I possibili tre scenari della crisi da oggi in poi
Nessuno, nel Transatlantico, dubita che, oggi, dopo il voto al Senato sul dl Aiuti, con la sicura uscita dall’Aula del gruppo dei pentastellati, Draghi non salga al Colle. Già, ma per fare cosa?
Scenario uno. Dimissioni irrevocabili. Draghi molla e Mattarella, dopo un inutile giro di consultazioni, con una crisi formalmente aperta, non può che mandare il Paese a urne anticipate. Si vota, dati i tempi tecnici (60 giorni di media tra scioglimento delle Camere e comizi elettorali), a inizio ottobre, Parlamento nuovo in carica dopo 20 giorni. Nuove consultazioni, nuovo governo. Nel mezzo, il governo Draghi dimissionario – o un governo Franco, titolare del Mef, o un governo di soli tecnici, magari guidato da Giuliano Amato, che ‘imposta’ la manovra economica, fa i conti, ma poi la vara il nuovo governo, quello ‘politico’ uscito dalle urne. Probabilmente di centrodestra. Sembra lo scenario più ‘pazzo’, di certo è quello che Mattarella cercherà di evitare in tutti i modi, ma Draghi ne ha “le tasche piene” di Conte, come pure di Salvini, e non vuol cedere da quanto detto né finire in balia di Salvini-Berlusconi, più Letta, modesto junior partner, che peraltro direbbe no.
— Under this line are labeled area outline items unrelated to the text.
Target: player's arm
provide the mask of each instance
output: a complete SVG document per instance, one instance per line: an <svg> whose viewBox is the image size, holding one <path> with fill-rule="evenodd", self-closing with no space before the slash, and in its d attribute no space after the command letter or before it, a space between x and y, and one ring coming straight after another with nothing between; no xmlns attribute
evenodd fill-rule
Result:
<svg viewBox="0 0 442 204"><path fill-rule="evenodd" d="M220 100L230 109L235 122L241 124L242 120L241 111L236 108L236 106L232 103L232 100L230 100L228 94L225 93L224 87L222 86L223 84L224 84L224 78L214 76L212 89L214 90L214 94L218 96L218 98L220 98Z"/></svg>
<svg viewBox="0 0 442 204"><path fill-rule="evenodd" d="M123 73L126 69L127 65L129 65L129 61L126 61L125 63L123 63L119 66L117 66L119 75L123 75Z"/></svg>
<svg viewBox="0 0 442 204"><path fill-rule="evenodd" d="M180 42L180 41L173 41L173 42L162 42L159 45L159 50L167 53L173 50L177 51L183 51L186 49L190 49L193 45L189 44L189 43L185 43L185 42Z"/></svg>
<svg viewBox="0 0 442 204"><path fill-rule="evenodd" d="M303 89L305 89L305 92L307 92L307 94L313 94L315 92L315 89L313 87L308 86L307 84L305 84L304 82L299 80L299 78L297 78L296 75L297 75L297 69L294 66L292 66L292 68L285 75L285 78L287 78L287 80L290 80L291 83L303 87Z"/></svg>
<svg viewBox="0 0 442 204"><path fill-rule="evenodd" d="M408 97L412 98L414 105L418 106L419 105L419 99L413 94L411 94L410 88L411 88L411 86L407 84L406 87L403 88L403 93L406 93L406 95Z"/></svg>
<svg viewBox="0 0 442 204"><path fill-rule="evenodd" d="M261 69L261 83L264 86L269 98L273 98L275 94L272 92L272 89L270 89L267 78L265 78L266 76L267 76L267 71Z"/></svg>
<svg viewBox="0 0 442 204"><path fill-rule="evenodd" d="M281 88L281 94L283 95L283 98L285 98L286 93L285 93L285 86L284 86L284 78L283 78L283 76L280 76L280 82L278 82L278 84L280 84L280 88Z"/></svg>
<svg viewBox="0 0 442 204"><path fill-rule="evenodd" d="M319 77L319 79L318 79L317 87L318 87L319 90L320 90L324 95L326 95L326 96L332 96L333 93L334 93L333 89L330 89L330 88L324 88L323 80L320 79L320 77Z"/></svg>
Scenario due. I 5Stelle assicurano che il loro ‘non’ voto sul dl Aiuti non fa venir meno la maggioranza di governo. Mattarella rispedisce Draghi davanti alle Camere, la maggioranza c’è. Si va avanti, in qualche modo, previa, però, “verifica di maggioranza”, chiesta da Lega e FI, e probabile rimpasto. Draghi finirebbe ostaggio dei ‘due capponi’, Conte e Salvini, ma “per il bene supremo e l’interesse nazionale” andrebbe avanti. Il governo fa la manovra e null’altro. Il voto, comunque, arriva presto: a febbraio-marzo 2023.
Scenario tre. Nasce un nuovo governo, senza i 5s, che si basa sull’asse Lega-FI, preminente, sul Pd (minore) e sugli altri gruppi (Iv-LeU-Ipf-CI-etc.) sempre per fare la manovra e la legge elettorale, quella ‘nuova’ di cui si parla tanto da settimane. A guidarlo potrebbe essere Draghi o un altro. Uno scenario politico, però, che sa molto dell’irrealtà.